Thank you for reading my blog even though you often disagree with me. Shows you have an open mind! Re health care, if you read my past blog entries, you will see I have often written that the Medicaid expansion aspect of Obamacare is the best part of an otherwise messed-up kludge of a product... and, remember, it IS essentially a brainchild of the Heritage Foundation, a conservative think tank.
And yes, when it comes to the war and surveillance states, I really do think that the Democrats and Republicans are pretty much the same unified corporate enterprise. Usually this is an area where the libertarians and the progressives find some common ground, unlike the establishment wings of the duopoly. There is a very good reason that war and surveillance on ordinary people were never considered fit topics for discussion at the presidential "debates."
I think it was Gore Vidal who said that what we really need in this country in order for democracy to survive is a second political party!
@ Anonymous
If the US health insurance system in 2008 was deficient, Obama made it very much worse by enlarging the same damn system and enabling private insurers to charge much more. Obama bestowed a federal blessing on the same broken healthcare system, added 20 million more people to it and buried single payer. The expansion of a lousy system affecting millions more people should not be interpreted as an improvement.
It was giant health insurance corporations that benefited from Obamacare: those 20 million lucky people you keep pointing to were herded into a profiteering health insurance corral. The remaining 20 million or more who were also supposed to be covered by Obamacare cannot afford to buy in to this wonderful system.
Obamacare, in addition to making the healthcare system worse for more Americans, was the betrayal of a major campaign promise. He promised change, then doubled down on all the wrong programs that curiously but consistently benefited the sleek elites.

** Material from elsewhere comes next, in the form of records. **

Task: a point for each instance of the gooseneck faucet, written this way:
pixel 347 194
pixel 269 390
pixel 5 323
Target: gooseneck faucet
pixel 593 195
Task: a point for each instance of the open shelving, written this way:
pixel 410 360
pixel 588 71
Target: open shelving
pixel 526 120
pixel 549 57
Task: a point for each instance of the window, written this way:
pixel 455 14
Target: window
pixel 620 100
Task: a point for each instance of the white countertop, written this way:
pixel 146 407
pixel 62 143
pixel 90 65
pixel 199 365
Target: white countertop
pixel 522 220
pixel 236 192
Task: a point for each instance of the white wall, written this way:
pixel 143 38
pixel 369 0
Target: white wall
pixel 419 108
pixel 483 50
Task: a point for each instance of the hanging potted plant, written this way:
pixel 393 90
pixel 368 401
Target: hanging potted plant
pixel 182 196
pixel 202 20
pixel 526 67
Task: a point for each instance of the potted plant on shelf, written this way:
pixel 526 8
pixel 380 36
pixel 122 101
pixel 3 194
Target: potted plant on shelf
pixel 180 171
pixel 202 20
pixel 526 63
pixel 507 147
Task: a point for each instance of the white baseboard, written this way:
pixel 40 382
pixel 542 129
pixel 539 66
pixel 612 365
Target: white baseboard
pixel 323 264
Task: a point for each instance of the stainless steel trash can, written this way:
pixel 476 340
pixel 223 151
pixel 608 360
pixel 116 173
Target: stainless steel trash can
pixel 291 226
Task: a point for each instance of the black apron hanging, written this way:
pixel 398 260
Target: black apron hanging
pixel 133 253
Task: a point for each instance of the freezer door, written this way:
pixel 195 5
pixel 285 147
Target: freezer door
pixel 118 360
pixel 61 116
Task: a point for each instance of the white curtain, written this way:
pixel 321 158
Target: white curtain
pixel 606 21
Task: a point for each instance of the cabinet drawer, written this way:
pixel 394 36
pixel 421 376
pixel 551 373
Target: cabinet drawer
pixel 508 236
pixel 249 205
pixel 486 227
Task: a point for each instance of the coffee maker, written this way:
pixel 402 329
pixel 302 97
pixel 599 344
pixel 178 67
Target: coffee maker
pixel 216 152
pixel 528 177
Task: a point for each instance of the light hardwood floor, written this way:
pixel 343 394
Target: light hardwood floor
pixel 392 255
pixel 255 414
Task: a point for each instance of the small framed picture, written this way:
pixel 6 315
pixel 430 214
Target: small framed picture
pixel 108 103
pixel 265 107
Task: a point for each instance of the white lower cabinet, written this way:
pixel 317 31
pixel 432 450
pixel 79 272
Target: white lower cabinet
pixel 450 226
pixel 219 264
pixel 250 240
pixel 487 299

It is a pity you did not drop in on Karen's blog years ago. But since you are open-minded and clearly not a troll, I would not be wasting my time if I list the following link, yet again. The website of Physicians for a National Health Program is worth a long look.
http://www.pnhp.org/
As for the overall legacy of Obama, here's an outstanding, somewhat critical, account covering all eight years of the Obama Era. According to the author, one of the major reasons Donald Trump was elected president was––wait for it––Barack Obama himself.
http://www.truthdig.com/report/item/obamas_neoliberal_legacy_rightward_drift_and_donald_trump_20170103
Here's an ethical dilemma that Congress and all Presidents have to face.
Chuck Schumer revealed an inconvenient truth today while discussing Trump with Rachel Maddow. He said Trump was being “really dumb” for picking a fight with intelligence officials, suggesting they have ways to strike back. “You take on the Intelligence Community and they have six ways from Sunday at getting back at you.”
Who’d want that threat hanging over their heads? Certainly not a spineless, gutless wonder like Barack Obama or the rest of the worms in Congress, but Donald Trump seems to actually have a spine. Watch your back, Donald.
https://www.youtube.com/watch?v=m_cxbPUo5XA
There's a shocking story circulating that charges the Pentagon with deliberately causing the breakdown of a US-Russian-Syrian ceasefire back in September. If the ceasefire, originally worked out by Kerry and his Russian counterpart with Assad, had held, Russia and the US might have gained credibility working together to slow down the war in Syria. A group in the Pentagon, it seems, had their reasons for revving it up.
According to the after action report examining why US jets killed over 60 Syrian Army troops, the attack was deliberate. The reporter investigating that investigation provides a rationale for the Pentagon's ignoring the Obama-Kerry policy. Russia's UN representative at the time asked, rhetorically, who was really in charge in Washington: Obama or the Pentagon? That story never made it into US papers.